Thursday, March 05, 2009

Worth doing badly
Years ago, a Friend at my meeting ministered on the subject of a job worth doing. Unlike my grandmother who repeated "if a job's worth doing, it's worth doing well" just about a thousand times in the course of my childhood, the ending was different. Trevor said: "if a job's worth doing it is worth doing badly".

Thinking about it was very liberating for me. I am by no means a perfectionist of the sort that can't bear to do a job sloppily, but I would often avoid doing a job at all if I knew I wasn't able to make a good job of it. Failing by not doing it at all seemed better than failing by doing the job badly.

His ministry allowed me to look at what he had said and know the truth in it: jobs that are worth doing, that need doing, are better done badly than not at all. It's true on all sorts of levels.

I was reminded of Trevor's ministry because today I had a bit of a shock. I was building in Second Life while listening to the incomparable Anton Lesser in the Falco mystery the Silvery Pigs. I would listen to Anton Lesser reading nonsense, I adore his voice, and I love his portrayal of Falco particularly. The episode I listened to was the final episode. As usual I loved the sound of Anton Lesser, but I realised that I liked the woman's voice too. In the drama she is a bit of an individual, a strong character who falls in love with Anton Lesser's character, and I thought she was very well cast, and had a lovely voice, but I had never bothered to find out her name.

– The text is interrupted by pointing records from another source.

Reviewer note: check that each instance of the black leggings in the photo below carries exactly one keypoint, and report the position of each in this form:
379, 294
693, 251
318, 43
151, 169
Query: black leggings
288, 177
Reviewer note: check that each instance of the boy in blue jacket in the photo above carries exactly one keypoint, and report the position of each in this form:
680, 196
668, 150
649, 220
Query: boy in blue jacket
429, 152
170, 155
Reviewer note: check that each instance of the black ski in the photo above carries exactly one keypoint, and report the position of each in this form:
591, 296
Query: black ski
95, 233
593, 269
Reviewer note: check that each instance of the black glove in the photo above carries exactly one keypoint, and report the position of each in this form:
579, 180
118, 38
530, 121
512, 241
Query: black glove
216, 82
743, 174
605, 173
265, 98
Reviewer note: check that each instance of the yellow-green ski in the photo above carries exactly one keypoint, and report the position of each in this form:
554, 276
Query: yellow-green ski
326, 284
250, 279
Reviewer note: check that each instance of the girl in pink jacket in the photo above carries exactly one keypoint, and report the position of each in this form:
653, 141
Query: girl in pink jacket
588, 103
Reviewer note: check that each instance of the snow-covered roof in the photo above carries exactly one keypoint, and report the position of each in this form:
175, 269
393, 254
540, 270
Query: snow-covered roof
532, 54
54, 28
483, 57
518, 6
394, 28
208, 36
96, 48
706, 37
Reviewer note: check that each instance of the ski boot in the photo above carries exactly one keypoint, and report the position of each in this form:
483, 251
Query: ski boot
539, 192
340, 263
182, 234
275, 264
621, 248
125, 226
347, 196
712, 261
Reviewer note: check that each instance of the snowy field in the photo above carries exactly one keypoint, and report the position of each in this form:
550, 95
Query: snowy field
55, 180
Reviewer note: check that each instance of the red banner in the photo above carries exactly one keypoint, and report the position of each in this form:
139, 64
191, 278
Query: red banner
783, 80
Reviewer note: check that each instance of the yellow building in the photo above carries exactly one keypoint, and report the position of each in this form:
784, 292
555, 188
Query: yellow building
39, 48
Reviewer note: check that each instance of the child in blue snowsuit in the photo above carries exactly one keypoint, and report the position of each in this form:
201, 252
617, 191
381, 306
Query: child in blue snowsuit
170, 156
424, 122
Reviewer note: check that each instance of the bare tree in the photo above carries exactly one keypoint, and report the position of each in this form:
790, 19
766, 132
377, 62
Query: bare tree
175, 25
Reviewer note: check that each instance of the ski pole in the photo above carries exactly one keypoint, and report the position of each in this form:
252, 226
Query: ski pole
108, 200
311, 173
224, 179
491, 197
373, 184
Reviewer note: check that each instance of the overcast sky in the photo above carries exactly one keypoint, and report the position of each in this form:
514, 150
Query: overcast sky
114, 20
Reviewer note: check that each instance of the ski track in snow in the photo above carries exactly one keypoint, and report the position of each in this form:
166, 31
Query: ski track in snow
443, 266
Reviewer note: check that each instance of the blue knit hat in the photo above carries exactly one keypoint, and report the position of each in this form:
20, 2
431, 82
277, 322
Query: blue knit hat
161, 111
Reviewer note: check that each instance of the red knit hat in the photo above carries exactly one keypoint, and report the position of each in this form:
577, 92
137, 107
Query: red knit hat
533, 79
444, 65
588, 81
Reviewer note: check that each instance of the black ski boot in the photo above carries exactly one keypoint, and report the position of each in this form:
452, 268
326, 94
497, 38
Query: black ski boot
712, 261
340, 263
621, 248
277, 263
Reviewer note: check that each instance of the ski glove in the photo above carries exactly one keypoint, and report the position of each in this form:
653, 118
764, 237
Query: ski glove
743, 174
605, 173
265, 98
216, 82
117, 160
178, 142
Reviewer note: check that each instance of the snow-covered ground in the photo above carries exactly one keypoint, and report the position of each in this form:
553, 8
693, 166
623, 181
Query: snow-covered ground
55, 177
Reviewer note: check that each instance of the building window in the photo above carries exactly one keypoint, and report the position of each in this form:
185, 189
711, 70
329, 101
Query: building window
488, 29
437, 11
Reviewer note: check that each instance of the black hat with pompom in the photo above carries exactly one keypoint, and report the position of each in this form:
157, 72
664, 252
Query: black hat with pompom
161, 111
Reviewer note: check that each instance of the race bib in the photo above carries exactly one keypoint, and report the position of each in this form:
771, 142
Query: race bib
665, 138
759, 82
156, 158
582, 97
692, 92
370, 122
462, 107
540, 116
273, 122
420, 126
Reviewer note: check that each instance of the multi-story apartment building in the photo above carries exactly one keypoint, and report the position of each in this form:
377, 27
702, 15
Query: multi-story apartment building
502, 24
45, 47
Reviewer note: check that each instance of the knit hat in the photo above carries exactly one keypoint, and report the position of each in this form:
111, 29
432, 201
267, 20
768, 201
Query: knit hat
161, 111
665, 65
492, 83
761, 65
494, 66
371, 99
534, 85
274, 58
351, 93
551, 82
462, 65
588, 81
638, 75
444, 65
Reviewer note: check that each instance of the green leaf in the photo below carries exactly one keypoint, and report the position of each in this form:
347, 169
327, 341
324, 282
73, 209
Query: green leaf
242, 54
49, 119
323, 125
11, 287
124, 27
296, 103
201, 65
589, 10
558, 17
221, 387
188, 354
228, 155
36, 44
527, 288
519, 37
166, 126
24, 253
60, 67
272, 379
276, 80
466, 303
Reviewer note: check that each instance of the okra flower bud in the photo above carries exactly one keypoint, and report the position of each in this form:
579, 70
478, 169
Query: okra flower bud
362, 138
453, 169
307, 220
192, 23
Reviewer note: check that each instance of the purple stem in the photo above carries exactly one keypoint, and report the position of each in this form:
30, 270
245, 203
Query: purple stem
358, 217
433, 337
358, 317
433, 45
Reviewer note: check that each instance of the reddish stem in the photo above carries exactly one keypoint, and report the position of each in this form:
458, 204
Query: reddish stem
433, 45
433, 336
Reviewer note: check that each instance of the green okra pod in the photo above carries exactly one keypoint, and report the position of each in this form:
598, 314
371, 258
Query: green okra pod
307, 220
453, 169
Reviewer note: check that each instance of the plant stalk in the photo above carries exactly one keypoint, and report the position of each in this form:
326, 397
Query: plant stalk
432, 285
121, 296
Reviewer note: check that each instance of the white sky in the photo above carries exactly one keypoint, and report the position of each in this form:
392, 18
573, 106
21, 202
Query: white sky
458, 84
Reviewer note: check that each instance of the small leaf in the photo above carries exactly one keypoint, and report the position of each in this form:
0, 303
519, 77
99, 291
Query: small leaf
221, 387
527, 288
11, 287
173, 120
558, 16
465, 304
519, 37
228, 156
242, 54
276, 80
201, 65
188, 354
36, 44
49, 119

Seen above, her name was Fritha Goodey, and this being the age of the internet I was able to look her up immediately, found a wikipedia entry and learned to my immense shock that she had stabbed herself to death in 2004. People always say nice things about someone after they have died, particularly when they die in tragic circumstances, but it seems that people were saying nice things about this actress when she was alive. She had a loving and supportive family, friends and colleagues who liked and respected her. It seems she was beautiful, kind, talented.

And yet she killed herself. Something about her life was so unbearable that killing herself seemed preferable. People said in the news reports about her death that she had been anorexic, and was such a perfectionist that she put herself through agonies wondering if she would let productions down... and even success and bigger and better parts hadn't made that go away. Often it seems it isn't the student destined to get none of their GCSEs who kill themselves through fear of failure - they don't expect to pass and it comes to no one as a surprise when they don't. It is the ones who are predicted to do very well that often can't cope with the pressure to perform, the pressure to live up to this perfect view that the world has of them.

I fear that I am a one tune guitar, but I think schools and our system of education can take the blame for much of that attitude, where exams are emphasised as though lives will be ruined on the stroke of a pen. It doesn't work like that in the real world... people fail exams, they move on and retake, or do something else entirely.

Everyone is different, everyone responds to pressure to perform differently. That's why I believe a one-size-fits-all education system that doesn't respond to the needs of the indiviual children with it is wrong wrong WRONG. And why I am going to be telling my grandchildren, that a job worth doing is worth doing badly.